Home Latest News Britain’s Snap Election Spells Trouble for Labour

Britain’s Snap Election Spells Trouble for Labour

by AFP

Britain’s Labour party leader Jeremy Corbyn. Daniel Leal-Olivas—AFP

Experts say opinion polls point toward Labour securing its lowest vote since 1918

Britain’s snap election is likely to be judgment day for embattled opposition Labour leader Jeremy Corbyn, but offers little prospect of resolving the deep-seated tensions tearing the party apart, experts said.

As the country gears up for a June 8 vote, the center-left party lags far behind Prime Minister Theresa May’s Conservatives in the latest opinion polls and is bitterly divided over Brexit. With her shock announcement calling for an election on Tuesday, May made a bid to strengthen her position going into negotiations for leaving the European Union but also to capitalize on Labour’s weaknesses.

“It’s a mixed blessing, it’s an opportunity for the Labour right to oust Corbyn if he performs badly, but it could be a political disaster and Labour could poll its lowest vote since 1918,” political expert and author Eliza Filby told AFP.

Wyn Grant, politics professor at the University of Warwick, said: “Clearly if Labour suffer a big defeat, Corbyn is going to go. The Labour Party is then going to have to identify a new leader of the opposition who has real credibility and can rebuild the traditional bases of support, which is going to be a big task. It may not be possible within the span of one parliament to achieve that.”

Veteran left-winger Corbyn, who was seen as a marginal figure, came to power in 2015 after the party changed the rules to allow grassroots members to elect the leader, as opposed to its M.P.s. The vote for Brexit last June brought tensions between Corbyn’s team and the more centrist M.P.s to a head after the leader—a long-time Eurosceptic—was accused of sabotaging the campaign to stay in the E.U., the party’s official position.

However, a bid to oust him floundered.

The party has traditionally counted on working-class communities in northern England and Scotland and progressive urban voters, but is in danger of losing both, warned Filby. “They are under threat from so many different angles—in Scotland from the SNP [Scottish National Party]; from the Liberal Democrats in the cities; the Conservatives and possibly UKIP [U.K. Independence Party] in the north.” She said Brexit only highlighted deeper ideological differences between the anti-globalization, pro-Brexit working class bloc and the pro-E.U., pro-immigration urban voters.

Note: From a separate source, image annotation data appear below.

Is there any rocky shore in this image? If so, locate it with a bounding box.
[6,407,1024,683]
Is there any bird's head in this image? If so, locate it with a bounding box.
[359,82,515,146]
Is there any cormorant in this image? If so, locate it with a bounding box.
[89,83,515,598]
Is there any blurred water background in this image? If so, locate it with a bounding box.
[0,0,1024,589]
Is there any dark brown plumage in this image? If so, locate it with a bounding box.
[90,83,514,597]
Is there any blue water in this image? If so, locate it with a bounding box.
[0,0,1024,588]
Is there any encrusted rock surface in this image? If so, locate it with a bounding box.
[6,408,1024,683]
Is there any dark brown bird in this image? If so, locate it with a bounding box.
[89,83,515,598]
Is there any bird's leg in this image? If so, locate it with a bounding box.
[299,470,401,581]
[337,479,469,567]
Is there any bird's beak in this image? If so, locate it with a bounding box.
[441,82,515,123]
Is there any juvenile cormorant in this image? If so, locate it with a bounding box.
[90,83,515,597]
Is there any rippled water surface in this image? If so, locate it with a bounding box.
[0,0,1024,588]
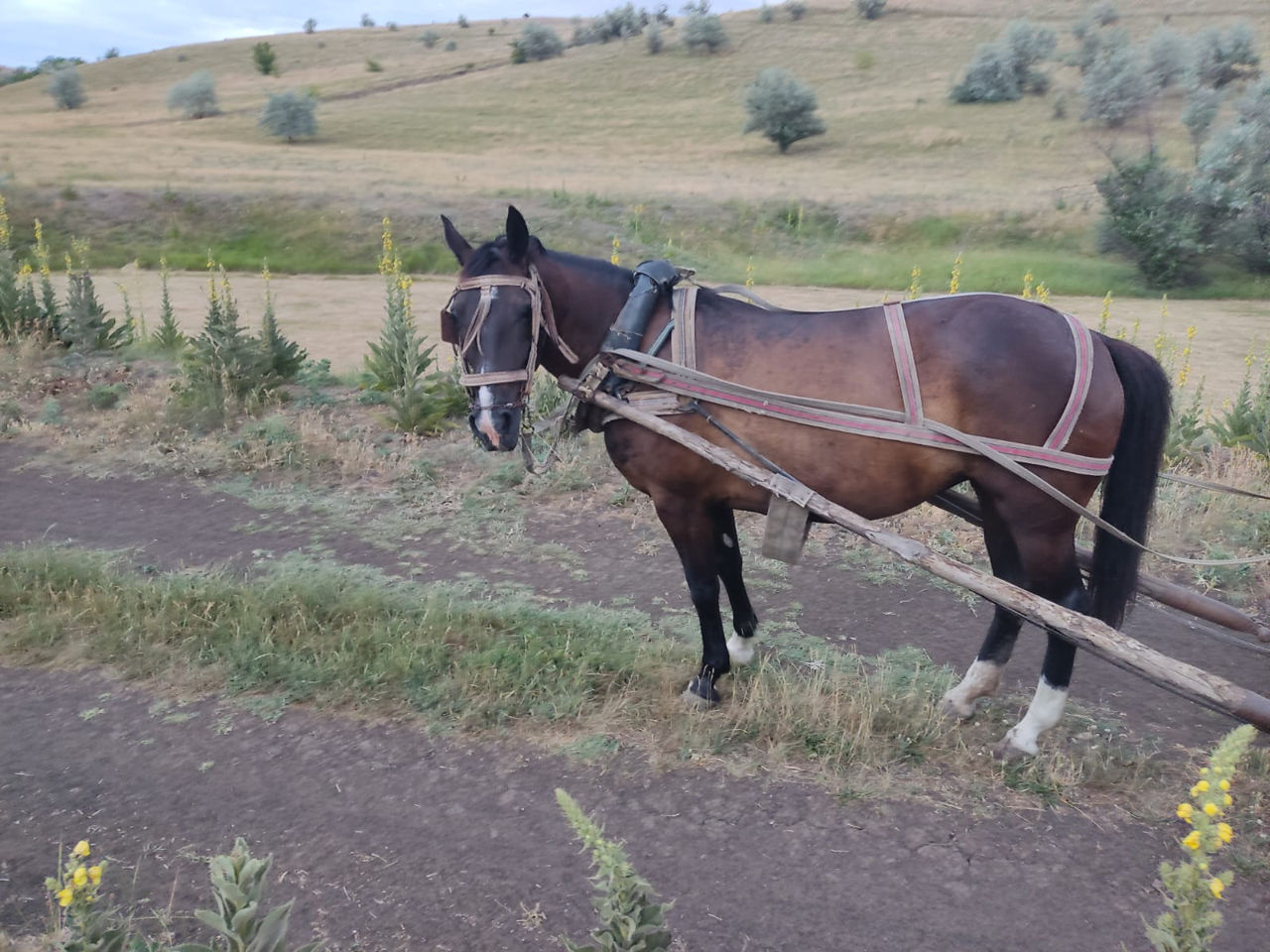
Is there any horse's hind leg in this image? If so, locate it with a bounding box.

“Corbyn’s strategy has been to say ‘we will allow Brexit to pass but under certain conditions.’ That hasn’t really worked in parliament and I’m not sure it will work in the country,” she said. “Core voters in the north who voted for Brexit are not convinced, and metropolitan liberal voters aren’t convinced by that either.”

Adding to the pressure is May’s apparent ability to bridge the class divide, with the latest YouGov poll finding she was almost as popular with poorer voters as she was with the affluent.

Meanwhile, the Liberal Democrats and the SNP will hope to woo disappointed pro-E.U. voters with their clear anti-Brexit stance. Latest projections produced by the Electoral Calculus group predict that the Conservatives would win 381 seats, a gain of 50 seats from the 2015 vote, with Labour winning 182 seats, a loss of 50 seats.

Despite the potential electoral disaster, Filby doubted that the vote posed an existential crisis for the 117-year-old party. “I don’t think it will be the final nail in the coffin. It’s in a position where it is too strong to collapse and too weak to win.”

Corbyn himself remained bullish after May’s announcement, insisting he wanted “to lead a government that will transform this country.”

King’s College professor Alex Callinicos said even replacing Corbyn would leave no end in sight to the battle over the party’s soul. “Even if the divisions went away, it still wouldn’t be clear what Labour stands for,” he said.

Filby said that what the party needed was a “unity candidate that can bring both elements, the parliamentary party and the voting constituency together.”